As the crisis at the Fukushima reactors reminds us, invisible substances in the air can do grave harm to human health and lasting damage to the environment.
In Kentucky, so much mercury has entered the aquatic food chain that every single lake and stream is under a mercury advisory for women and young children. Kentucky is always in the top 10 states for mercury pollution — with an estimated 5,930 pounds falling on the state in 2009.
Mercury is a powerful neurotoxin that can cause birth defects and reduce the IQ of children. Mercury is just one of a list of pollutants that, under the EPA proposal, would be greatly reduced over the next four years: Less arsenic, chromium, nickel and acid gases would pollute the air we breathe.
As many as 17,000 premature deaths and 11,000 heart attacks a year would be prevented, the EPA projects, along with 120,000 childhood asthma attacks and 11,000 cases of acute bronchitis among children.
The new standards would avert more than 12,000 emergency room visits and hospital admissions and 850,000 lost work days.
All this would come at a cost: $10 billion, according to the EPA or an additional $3 to $4 a month on electric bills.
But the health and environmental benefits would exceed $100 billion a year.

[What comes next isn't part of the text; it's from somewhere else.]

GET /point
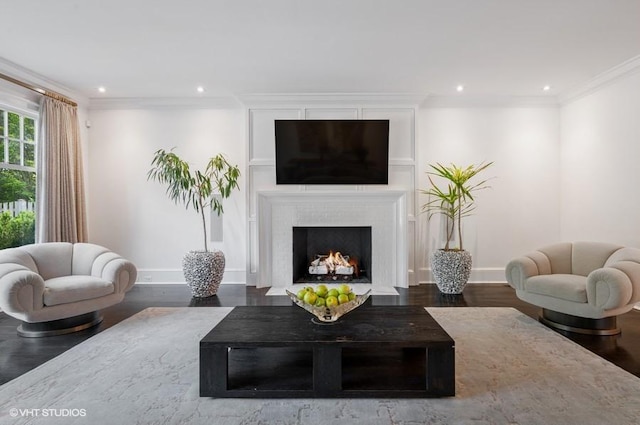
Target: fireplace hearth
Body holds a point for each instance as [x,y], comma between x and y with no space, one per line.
[331,254]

Fortunately, more than half of the nation's coal-fired power plants already deploy pollution control technologies that meet the proposed standards.
Getting the rest of them up to speed or replacing them with cleaner models will cost money but also create jobs.
The EPA estimates that nationally the change will create 31,000 short-term construction jobs and 9,000 long-term utility jobs.
Kentucky utilities have successfully deployed technologies that dramatically reduced the emissions that cause smog and acid rain, creating employment boomlets in the process, and still providing some of the country's cheapest power.
They can just as effectively reduce emissions of mercury and other toxins. And we'll all breathe easier when they do.